Tuesday, October 18, 2011: 12:52 PM
200 G (Minneapolis Convention Center)
Björn Brandt1, Philipp Gruene2, Frank Rosowski2, Bob Farrauto3 and Marco J. Castaldi1, (1)Department of Earth and Environmental Engineering (HKSM), Columbia University in the City of New York, New York City, NY, (2)BASF SE, Ludwigshafen, Germany, (3)BASF Catalysts LLC, Iselin, NJ

One key parameter in Chemical Looping Combustion (CLC) is the oxygen transport capacity of the CLC materials between the two process reactors; in practice, it may be limited by a combination of many factors, including the metal content of the inert binder, the oxygen uptake and release kinetics and the thermodynamic equilibrium under the process conditions in the two reactors, the respective residence times, the rate of contaminant deposition and removal (such as coke, sulfur, or ash deposits), and deterioration of the oxygen carrier. Such factors can have a significant impact on the economics and viability of a CLC power plant, because it is expected that many tons of CLC materials would be required in a practical CLC power plant (the required inventory of CLC material can be estimated to be in the range of 0.5 to 6 tons/MW power for typical CLC materials and process operation conditions).

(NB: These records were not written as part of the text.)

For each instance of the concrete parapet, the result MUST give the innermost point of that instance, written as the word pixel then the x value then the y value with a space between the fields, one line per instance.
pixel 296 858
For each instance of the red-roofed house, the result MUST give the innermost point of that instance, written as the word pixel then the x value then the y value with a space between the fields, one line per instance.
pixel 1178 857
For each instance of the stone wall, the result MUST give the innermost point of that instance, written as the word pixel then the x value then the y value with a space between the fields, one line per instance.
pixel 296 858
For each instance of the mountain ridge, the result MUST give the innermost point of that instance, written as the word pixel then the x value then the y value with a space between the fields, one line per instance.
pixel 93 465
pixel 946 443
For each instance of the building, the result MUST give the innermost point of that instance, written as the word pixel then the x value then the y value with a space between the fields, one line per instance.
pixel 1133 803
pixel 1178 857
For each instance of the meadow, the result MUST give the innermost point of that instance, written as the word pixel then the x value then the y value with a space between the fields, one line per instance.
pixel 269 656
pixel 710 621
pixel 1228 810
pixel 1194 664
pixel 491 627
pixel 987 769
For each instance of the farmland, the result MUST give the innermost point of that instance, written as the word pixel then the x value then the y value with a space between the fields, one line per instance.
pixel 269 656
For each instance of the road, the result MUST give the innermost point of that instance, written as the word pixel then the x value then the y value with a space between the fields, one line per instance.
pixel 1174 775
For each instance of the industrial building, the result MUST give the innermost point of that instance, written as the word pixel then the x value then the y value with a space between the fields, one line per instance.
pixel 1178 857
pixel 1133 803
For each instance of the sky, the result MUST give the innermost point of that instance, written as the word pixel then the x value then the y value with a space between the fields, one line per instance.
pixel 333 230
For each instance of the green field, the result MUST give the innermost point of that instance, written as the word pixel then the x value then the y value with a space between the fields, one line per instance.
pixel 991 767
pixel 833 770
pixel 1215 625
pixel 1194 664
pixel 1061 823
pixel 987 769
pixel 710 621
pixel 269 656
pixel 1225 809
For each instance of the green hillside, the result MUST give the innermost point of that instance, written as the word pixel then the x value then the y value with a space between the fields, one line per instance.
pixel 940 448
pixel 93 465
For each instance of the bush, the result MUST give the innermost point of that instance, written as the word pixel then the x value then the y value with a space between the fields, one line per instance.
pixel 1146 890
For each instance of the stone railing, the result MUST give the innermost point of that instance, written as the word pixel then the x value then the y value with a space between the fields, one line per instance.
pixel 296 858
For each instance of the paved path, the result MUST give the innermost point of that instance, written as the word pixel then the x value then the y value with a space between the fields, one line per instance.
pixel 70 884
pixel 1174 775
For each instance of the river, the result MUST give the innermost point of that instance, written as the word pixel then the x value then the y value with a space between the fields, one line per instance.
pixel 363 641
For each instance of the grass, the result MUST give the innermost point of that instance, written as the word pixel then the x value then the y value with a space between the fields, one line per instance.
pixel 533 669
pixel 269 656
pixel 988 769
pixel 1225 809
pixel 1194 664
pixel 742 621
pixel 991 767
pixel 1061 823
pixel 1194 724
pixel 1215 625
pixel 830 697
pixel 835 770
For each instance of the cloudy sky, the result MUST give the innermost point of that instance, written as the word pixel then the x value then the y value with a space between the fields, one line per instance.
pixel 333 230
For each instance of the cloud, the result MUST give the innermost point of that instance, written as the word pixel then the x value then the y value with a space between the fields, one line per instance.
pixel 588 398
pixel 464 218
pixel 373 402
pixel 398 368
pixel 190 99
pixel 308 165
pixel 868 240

With our ongoing program, we aim for a systematic study of those interconnected aspects, and for obtaining a more quantitative description of CLC from the perspective of gas-surface kinetics. As CLC materials, we have chosen copper oxide supported on two inert binders: 1. ZrO2-SiO2 (a high-performance material used in the field of catalysis), and 2. γ-Al2O3 for comparison (a more economic, generic binder previously described in literature); those materials are prepared by incipient wetness impregnation followed by a quantification of the prepared formulation by calibrated X-Ray fluorescence. The study is centered on TGA/DTA/DSC experiments, which allow for testing the oxygen uptake and release kinetics as a function of important process parameters; they will be amended with morphological characterizations (BET, Hg-porosimetry, electron microscopy, EDX elemental dispersion).

We will present experiments obtained in the temperature range from 450 to 1000 °C, using CLC materials with Cu loadings ranging from ~ 5 to 50 wt.-%. Our first results indicate that the ZrO2-SiO2 material (17 wt.-% Cu) can be cycled many times (more than 30 reduction/oxidation cycles  have been studied) with less than 2 % change of its oxygen uptake and release capacity. The experiments show that the material can be looped quantitatively between the fully oxidized state (CuO), and the fully reduced (metallic) state using methane as fuel at 750 °C; at higher temperatures (starting around 800 °C), the material begins to spontaneously decompose to Cu2O when the air is removed, likely due to thermodynamic driving forces; thus, this temperature constitutes a significant upper boundary in order to maximize the oxygen transport capacity of the material in CLC. The observed oxygen uptake rates are 2.5x10-8 mole O2 sec-1 (for 1 mg of this CLC material), and varied by less than 4 % over a temperature rate from 550 to 750 °C; this apparent lack of variation of the rate is probably due to extrinsic limitations of the oxygen uptake step – e.g. due to bulk or pore diffusion processes. On the other hand, oxygen release rates under methane exposure displays a strong temperature dependence; the reduction rate varies between 1.8x10-8 mole O2 sec-1 at 750 °C, and 3.1x10-9 mole O2 sec-1 at 550 °C (for 1 mg of the material, respectively). Moreover, reduction rates are lower than the oxygen uptake rates at the same temperatures (26 % slower at 750 °C, 79 % slower at 550 °C). These temperature findings indicate that oxygen diffusion in the lattice is not the limiting factor for the reduction rates. It will be discussed whether the observation of different reduction rates is linked to the kinetics of the fuel activation on the CLC materials. Finally, to begin to understand the impact of a more realistic fuel looping cycle, tests done with simulated gasified coal including steam and ppm-levels of H2S will be shown.